The Difference Between Lightning Protection and Surge Protection

Lightning Protection System

Quite simply, a lightning protection system protects a structure from a direct lightning strike.

To do this, an air terminal (or system of air terminals) is placed in the most probable position to capture the direct strike, based on the structure’s architectural design and roof equipment. The rest of the system is designed to safely convey that electrical energy from the lighting strike to ground as efficiently and safely as possible.

To intercept the strike and conduct the high current energy of a lightning strike into the earth, system components include the:

• Air terminal, which is used to intercept the lightning strike.
• Down conductors, providing the most direct path possible to move the electrical energy towards the ground.
• Grounding system, which provides a path for the current to dissipate into the ground and out of harm’s way.
• Bonding, meant to reduce the possibility of voltage differences that are a safety risk.

Lightning protection standards ensure how to properly place air terminals, run cable, ground and bond in order to ensure maximum safety in this energy transfer and dissipation.

Surge Protective Device (SPD)

A surge protective device (SPD) is designed to protect electrical systems and equipment from surge and transient events by limiting transient voltages and diverting surge currents.

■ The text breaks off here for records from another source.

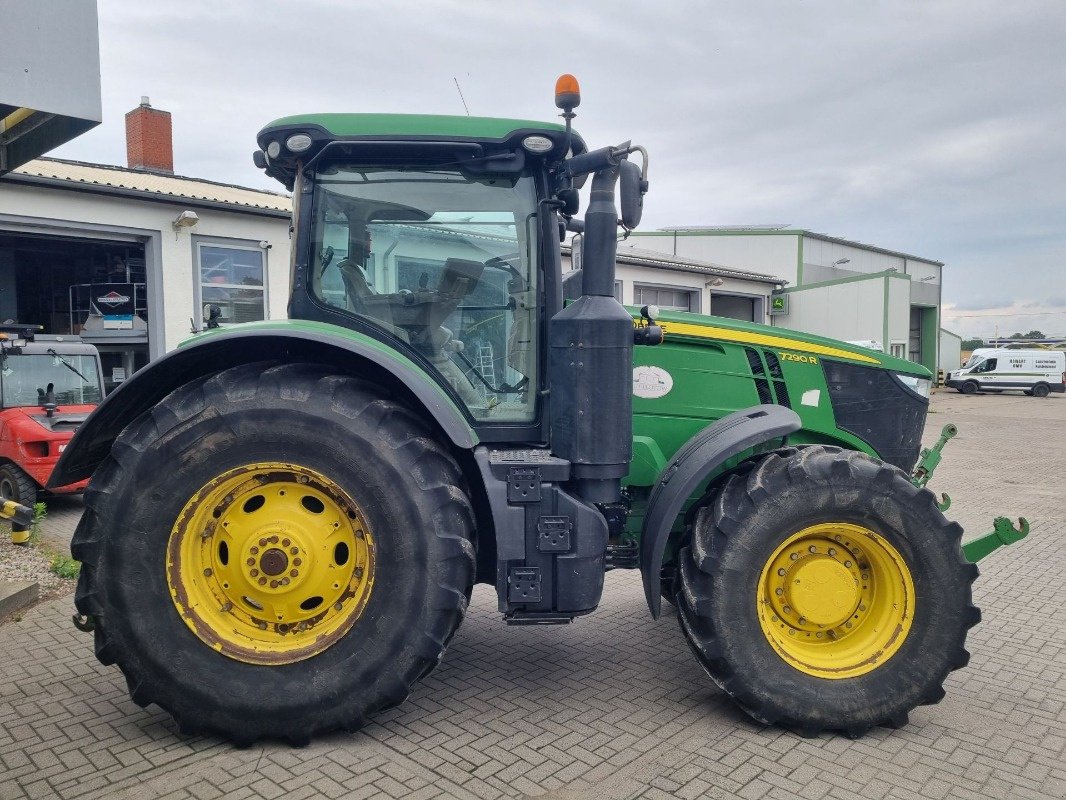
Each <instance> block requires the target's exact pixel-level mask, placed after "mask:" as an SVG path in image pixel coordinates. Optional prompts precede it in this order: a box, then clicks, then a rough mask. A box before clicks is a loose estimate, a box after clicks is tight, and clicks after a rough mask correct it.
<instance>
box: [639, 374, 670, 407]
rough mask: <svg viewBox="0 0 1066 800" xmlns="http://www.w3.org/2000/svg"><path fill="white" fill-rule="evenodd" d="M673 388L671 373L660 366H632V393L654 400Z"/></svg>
mask: <svg viewBox="0 0 1066 800" xmlns="http://www.w3.org/2000/svg"><path fill="white" fill-rule="evenodd" d="M672 388H674V379H673V378H672V377H671V373H669V372H667V371H666V370H665V369H663V368H661V367H634V368H633V394H634V395H635V396H636V397H642V398H644V399H645V400H655V399H657V398H660V397H663V396H665V395H666V394H667V393H669V390H671V389H672Z"/></svg>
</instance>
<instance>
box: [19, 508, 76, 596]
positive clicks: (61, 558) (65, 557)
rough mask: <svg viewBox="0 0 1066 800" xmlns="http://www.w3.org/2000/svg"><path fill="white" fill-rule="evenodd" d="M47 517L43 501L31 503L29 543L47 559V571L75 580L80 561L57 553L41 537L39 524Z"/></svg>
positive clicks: (62, 553) (39, 525)
mask: <svg viewBox="0 0 1066 800" xmlns="http://www.w3.org/2000/svg"><path fill="white" fill-rule="evenodd" d="M46 518H48V507H47V506H46V505H45V503H43V502H35V503H33V522H32V523H30V544H31V545H32V546H33V547H36V548H37V549H38V550H41V553H42V554H43V555H44V556H45V557H46V558H47V559H48V571H49V572H50V573H52V574H53V575H56V576H59V577H61V578H64V579H65V580H75V579H77V577H78V575H79V574H80V573H81V562H80V561H76V560H75V559H72V558H70V557H69V556H67V555H66V554H63V553H58V551H55V550H53V549H52V548H51V547H49V546H48V545H46V544H45V543H44V541H43V539H42V534H41V526H42V524H43V523H44V522H45V519H46Z"/></svg>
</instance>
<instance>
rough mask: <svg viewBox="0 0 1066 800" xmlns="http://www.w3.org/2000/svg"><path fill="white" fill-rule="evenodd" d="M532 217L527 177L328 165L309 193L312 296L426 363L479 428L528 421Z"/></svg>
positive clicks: (531, 301) (534, 230)
mask: <svg viewBox="0 0 1066 800" xmlns="http://www.w3.org/2000/svg"><path fill="white" fill-rule="evenodd" d="M535 214H536V194H535V188H534V182H533V178H532V177H531V176H529V175H519V176H488V177H486V176H477V177H472V176H469V175H465V174H463V173H462V172H461V171H458V170H455V169H447V167H440V169H438V167H421V169H398V167H367V166H362V165H348V164H332V165H328V166H326V167H324V169H322V170H320V172H319V174H318V176H317V183H316V194H314V242H313V246H314V262H316V267H314V269H313V272H312V275H311V288H312V291H313V293H314V294H316V295H317V297H318V299H319V300H320V301H321V302H323V303H326V304H328V305H330V306H333V307H335V308H339V309H341V310H343V311H345V313H348V314H351V315H354V316H358V317H361V318H362V319H365V320H367V321H370V322H372V323H373V324H374V325H375V326H376V327H378V329H379V331H381V332H382V337H383V338H386V339H388V338H394V339H399V340H400V341H402V342H404V343H405V345H408V346H410V347H411V348H414V349H415V350H417V351H418V352H419V353H421V354H422V355H423V356H424V357H425V359H426V361H427V362H429V363H430V364H431V365H432V367H433V369H434V370H435V371H436V372H437V373H438V375H439V377H440V378H441V379H442V380H443V381H445V382H447V383H448V384H449V385H450V386H451V387H452V388H453V389H454V390H455V393H456V394H457V395H458V396H459V398H461V399H462V400H463V402H464V403H465V404H466V406H467V409H468V410H469V411H470V413H471V415H472V416H473V417H474V418H477V419H481V420H486V421H500V422H520V421H530V420H532V419H533V417H534V415H535V402H536V388H537V374H536V369H537V347H536V337H537V295H538V286H537V273H536V268H535V265H536V254H535V242H536V236H535V231H536V217H535Z"/></svg>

What causes transients and surges?

Lightning is the most spectacular form of an externally generated surge, however, it is estimated that 65% of all transients are generated internally within the facility by the switching of electrical loads such as:

• Lights
• Heating systems
• Motors
• Office equipment

How does a SPD work?

There is at least one non-linear component of the SPD, which under different conditions, transitions between a high and low impedance state. At normal operating voltages, the SPDs are in a high impedance state and do not affect the system. When a transient voltage occurs on the circuit, the SPD moves into a state of conduction (or low impedance) and diverts the transient energy and current back to its source or ground. This limits or clamps the voltage amplitude to a safer level. After the transient is diverted, the SPD automatically resets back to its high impedance state.

What Sets the Two Systems Apart?

On a basic level, the lightning protection system protects the facility and structure from direct strikes, while SPDs protect electrical equipment and systems against surges or transients.

How the two operate, and the components involved, also vary. Lightning protection system components are always in place and ready to function, while SPDs monitor internal system voltages and spring into action if a transient voltage occurs on the circuit.

How the Two Work Together

Though lightning is not the most common transient event, it is the most significant. While a lightning protection system protects the exterior against the affects of lightning, SPDs must be in place to support the other system and the related transients a strike creates. SPDs will activate and begin to conduct energy into the grounding system if surges to bonded equipment exceed the designated rating.

Lightning is the most likely external cause of a significant surge, and SPDs must be installed to limit currents entering into the internal environment, showing the importance of an interconnected facility electrical protection system.

Essentially, a surge protector device must be rated for use with the lightning protection system according to its Nominal Discharge Current, or the peak value of In (8/20 μs) that the SPD can still function at after 15 applied surges. According to UL 96A, for example, service entrance SPDs must have a Nominal Discharge Current rating of 20 kA.

Not all UL listed SPDs are necessarily rated for use with a lightning protection system. What this rating means is that it can handle greater surges than devices with a lower In rating.